Canon Powershot S90
DSLR price and pretensions
Review The S90 marks the re-introduction of Canon’s acclaimed PowerShot S series. Aimed at the serious amateur or professional photographer, it combines full manual capability with the simple design of a point-and-shoot, all in a pocket size camera with near-DSLR performance. Unsurprisingly, it comes with the hefty price tag of £449.

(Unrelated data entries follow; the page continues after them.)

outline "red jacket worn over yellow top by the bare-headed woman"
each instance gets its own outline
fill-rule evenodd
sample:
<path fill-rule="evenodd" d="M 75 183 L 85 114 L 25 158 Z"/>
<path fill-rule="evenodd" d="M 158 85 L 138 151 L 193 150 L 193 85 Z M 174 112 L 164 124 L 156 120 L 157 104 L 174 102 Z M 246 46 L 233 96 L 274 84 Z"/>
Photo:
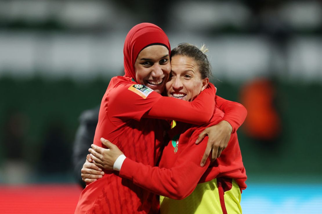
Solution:
<path fill-rule="evenodd" d="M 215 125 L 222 119 L 223 112 L 215 109 L 211 121 L 206 125 L 198 127 L 177 123 L 169 131 L 171 140 L 163 150 L 159 167 L 147 166 L 126 158 L 119 175 L 153 193 L 177 200 L 191 194 L 198 183 L 216 177 L 233 178 L 241 189 L 245 189 L 247 176 L 236 132 L 232 133 L 227 148 L 215 162 L 210 163 L 208 158 L 205 166 L 200 166 L 208 138 L 204 138 L 200 145 L 196 145 L 195 141 L 204 128 Z"/>

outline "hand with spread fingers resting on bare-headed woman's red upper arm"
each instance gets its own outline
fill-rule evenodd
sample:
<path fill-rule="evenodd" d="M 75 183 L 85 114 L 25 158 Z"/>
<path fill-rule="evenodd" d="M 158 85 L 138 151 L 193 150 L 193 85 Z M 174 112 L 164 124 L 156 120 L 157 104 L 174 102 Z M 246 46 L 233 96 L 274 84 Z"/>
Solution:
<path fill-rule="evenodd" d="M 199 134 L 196 144 L 200 143 L 204 139 L 204 137 L 208 135 L 207 147 L 204 152 L 204 156 L 201 159 L 200 166 L 204 166 L 204 163 L 206 162 L 211 151 L 211 161 L 214 161 L 215 159 L 220 157 L 222 151 L 228 145 L 231 133 L 231 124 L 223 120 L 216 125 L 205 128 L 205 130 L 201 134 Z"/>

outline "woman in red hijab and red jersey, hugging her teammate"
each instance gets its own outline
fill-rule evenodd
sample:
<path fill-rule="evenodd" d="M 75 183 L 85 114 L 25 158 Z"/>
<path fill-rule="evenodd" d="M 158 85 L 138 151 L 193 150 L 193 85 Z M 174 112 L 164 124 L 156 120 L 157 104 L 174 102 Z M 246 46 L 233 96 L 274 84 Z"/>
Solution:
<path fill-rule="evenodd" d="M 100 142 L 104 137 L 132 160 L 155 166 L 166 124 L 149 118 L 192 124 L 209 121 L 215 107 L 213 85 L 193 102 L 159 94 L 171 70 L 169 55 L 168 38 L 156 25 L 142 23 L 129 31 L 124 45 L 125 75 L 112 78 L 103 96 L 94 144 L 104 147 Z M 234 127 L 244 119 L 236 115 L 231 119 L 233 126 L 237 124 Z M 83 190 L 75 213 L 149 213 L 157 210 L 152 207 L 156 204 L 154 194 L 122 179 L 118 172 L 106 171 Z"/>

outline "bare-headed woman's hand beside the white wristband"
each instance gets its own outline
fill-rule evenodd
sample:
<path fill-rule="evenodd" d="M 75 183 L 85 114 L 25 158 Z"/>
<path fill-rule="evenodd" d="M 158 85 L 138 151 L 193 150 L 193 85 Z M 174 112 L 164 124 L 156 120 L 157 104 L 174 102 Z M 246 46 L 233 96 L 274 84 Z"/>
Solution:
<path fill-rule="evenodd" d="M 118 156 L 122 155 L 123 152 L 118 149 L 118 147 L 104 138 L 101 138 L 101 142 L 109 149 L 104 149 L 102 147 L 91 145 L 88 151 L 90 152 L 90 157 L 93 159 L 93 163 L 102 169 L 113 170 L 114 163 Z"/>

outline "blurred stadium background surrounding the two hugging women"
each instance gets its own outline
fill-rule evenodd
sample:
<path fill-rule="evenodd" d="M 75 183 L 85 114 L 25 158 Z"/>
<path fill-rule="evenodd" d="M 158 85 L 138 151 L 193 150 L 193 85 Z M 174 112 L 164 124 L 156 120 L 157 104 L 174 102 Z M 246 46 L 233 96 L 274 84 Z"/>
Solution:
<path fill-rule="evenodd" d="M 78 118 L 123 74 L 124 39 L 140 22 L 172 47 L 205 43 L 217 94 L 248 109 L 244 213 L 322 213 L 314 0 L 0 0 L 0 213 L 73 213 Z"/>

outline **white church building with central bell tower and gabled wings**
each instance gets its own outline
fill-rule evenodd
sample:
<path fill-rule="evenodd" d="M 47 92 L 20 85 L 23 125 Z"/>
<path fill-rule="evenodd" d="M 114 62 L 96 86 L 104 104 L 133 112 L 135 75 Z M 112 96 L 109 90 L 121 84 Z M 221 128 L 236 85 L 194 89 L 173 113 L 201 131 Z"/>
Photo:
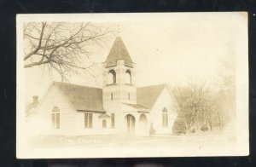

Canon's Powershot S90 marks the return of the S-series
To justify its price the S90 comes with an array of professional features packed into its small and stylish case. The 10Mp sensor also features on its bigger brother, the G11 and utilises Canon's latest DIGIC 4 processor with its Dual Anti-Noise System that allows low light shooting without increased noise. Perhaps more surprising is that currently, the PowerShot S90 is the smallest compact camera to shoot in Raw format. With no optical viewfinder the S90 relies on a 3in LCD display comprised of 461,000 dots.
First impressions are a sleek and elegant compact, but the handling was not entirely satisfying. The matt black finish of the case gives a sense of solidity while the sparse body design with its hidden pop out flash has an odd retro feel to it. At 100 x 58.4 x 30.9mm and 175g, the camera is small and light, but Canon seems to have sacrificed function in favour form.
The lack of any kind of grip is, for any keen photographer, a bit of an obstacle to a smooth shooting experience. Canon has also changed the traditional position and design of the shutter button making pressing the correct button somehow less immediate. After some practice you get used to the new layout but, initially, attempts to take photos by pressing the Program Dial instead, was a common occurrence.
In addition there is not a dedicated button to activate or deactivate the flash, so this is done through the selection of the appropriate settings, and it's always a bit of surprise when it pops up, especially as the flash is positioned in line with the natural grip of the left forefinger. Unless you pay specific attention to the left hand position, it’s all too easy to obstruct the flash.
With no traditional viewfinder, the sharp, bright LCD panel handles image framing
One of the best features of this new baby is the introduction of a Control Ring, a rotary collar at the base of the lens barrel programmed to adjust the settings of various functions according to the mode you are in or the function you assign to it. For example, in Auto mode the ring allows you to switch between focal lengths, acting almost as a manual zoom, while used in Program mode it becomes a manual focusing dial.